The surface plots $E(x_i; q_j)$ as $x$ grows from 500 to 3000 and $q$ ranges from 2 to 50. Key observations:

  • Small $q$ (left wall): $E$ is largest because $\phi(q)$ is small and the single residue class carries more weight.
  • Growth with $x$: The surface rises as $x$ increases, since $\psi(x) \sim x$ and the absolute error scales accordingly.
  • Ridges: Visible ridges at prime values of $q$ reflect the well-known phenomenon that primes moduli exhibit the largest relative errors at small $x$.

Execution Results

Computing von Mangoldt sieve up to N = 5000 ...
  Done in 0.01s. psi(5000) = 4997.9597  (ref: 5000.0)

Computing E(x; q) for q = 2 to 253 ...
  Done in 0.16s

Computing S(theta) over 60 theta values ...
  Done.

Figure 1 saved.

Computing 3D surface E(x; q) over grid (q, x) ...
  3D grid done.

Figure 2 (3D) saved.

=== Numerical Summary ===
x = 5000,  psi(x) ≈ 4997.96
BV threshold: x^0.5 = 70
S(0.50) / (x/log x) = 3.5807
S(0.60) / (x/log x) = 8.4866
Max E(x;q) for q <= x^0.5: 48.2105
Max E(x;q) for q >  x^0.5: 45.6235

Conclusion

This numerical experiment gives a concrete feel for the level of distribution concept in sieve theory.
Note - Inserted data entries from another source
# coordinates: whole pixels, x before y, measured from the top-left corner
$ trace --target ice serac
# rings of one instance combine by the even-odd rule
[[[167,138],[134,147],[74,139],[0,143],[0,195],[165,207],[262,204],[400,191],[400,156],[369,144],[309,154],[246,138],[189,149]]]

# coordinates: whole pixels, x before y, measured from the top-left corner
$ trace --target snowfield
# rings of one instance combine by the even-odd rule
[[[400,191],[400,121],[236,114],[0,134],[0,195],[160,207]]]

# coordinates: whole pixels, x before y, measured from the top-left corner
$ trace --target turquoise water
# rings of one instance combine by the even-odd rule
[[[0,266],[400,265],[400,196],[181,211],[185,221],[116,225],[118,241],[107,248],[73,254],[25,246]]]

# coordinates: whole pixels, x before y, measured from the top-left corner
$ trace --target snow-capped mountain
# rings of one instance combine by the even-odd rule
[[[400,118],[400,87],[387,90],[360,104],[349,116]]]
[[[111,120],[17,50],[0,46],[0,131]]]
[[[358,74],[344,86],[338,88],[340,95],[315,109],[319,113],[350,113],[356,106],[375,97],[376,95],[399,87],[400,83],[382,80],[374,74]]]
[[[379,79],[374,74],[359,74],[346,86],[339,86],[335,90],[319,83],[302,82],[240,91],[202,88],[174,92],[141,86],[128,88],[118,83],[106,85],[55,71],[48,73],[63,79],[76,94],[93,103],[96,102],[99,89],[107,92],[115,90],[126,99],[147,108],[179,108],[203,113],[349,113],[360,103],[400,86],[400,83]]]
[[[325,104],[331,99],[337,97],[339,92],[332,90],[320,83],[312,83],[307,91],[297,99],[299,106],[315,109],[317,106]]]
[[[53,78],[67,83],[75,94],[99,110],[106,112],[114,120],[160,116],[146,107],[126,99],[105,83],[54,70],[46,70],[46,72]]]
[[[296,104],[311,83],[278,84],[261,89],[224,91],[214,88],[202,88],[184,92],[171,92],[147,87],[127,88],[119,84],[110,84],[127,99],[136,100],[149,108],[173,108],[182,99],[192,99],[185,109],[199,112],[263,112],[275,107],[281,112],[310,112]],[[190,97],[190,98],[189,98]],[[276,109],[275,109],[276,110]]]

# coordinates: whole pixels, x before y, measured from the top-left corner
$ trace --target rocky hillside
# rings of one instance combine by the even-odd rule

The Bombieri–Vinogradov theorem guarantees controlled average error up to $\theta = 1/2$; our plots show exactly where this control starts to loosen. The Elliott–Halberstam conjecture — that $\theta$ can be pushed arbitrarily close to 1 — remains one of the central open problems in analytic number theory, with profound implications: it would, for instance, imply a bounded gap between primes in a very strong quantitative form.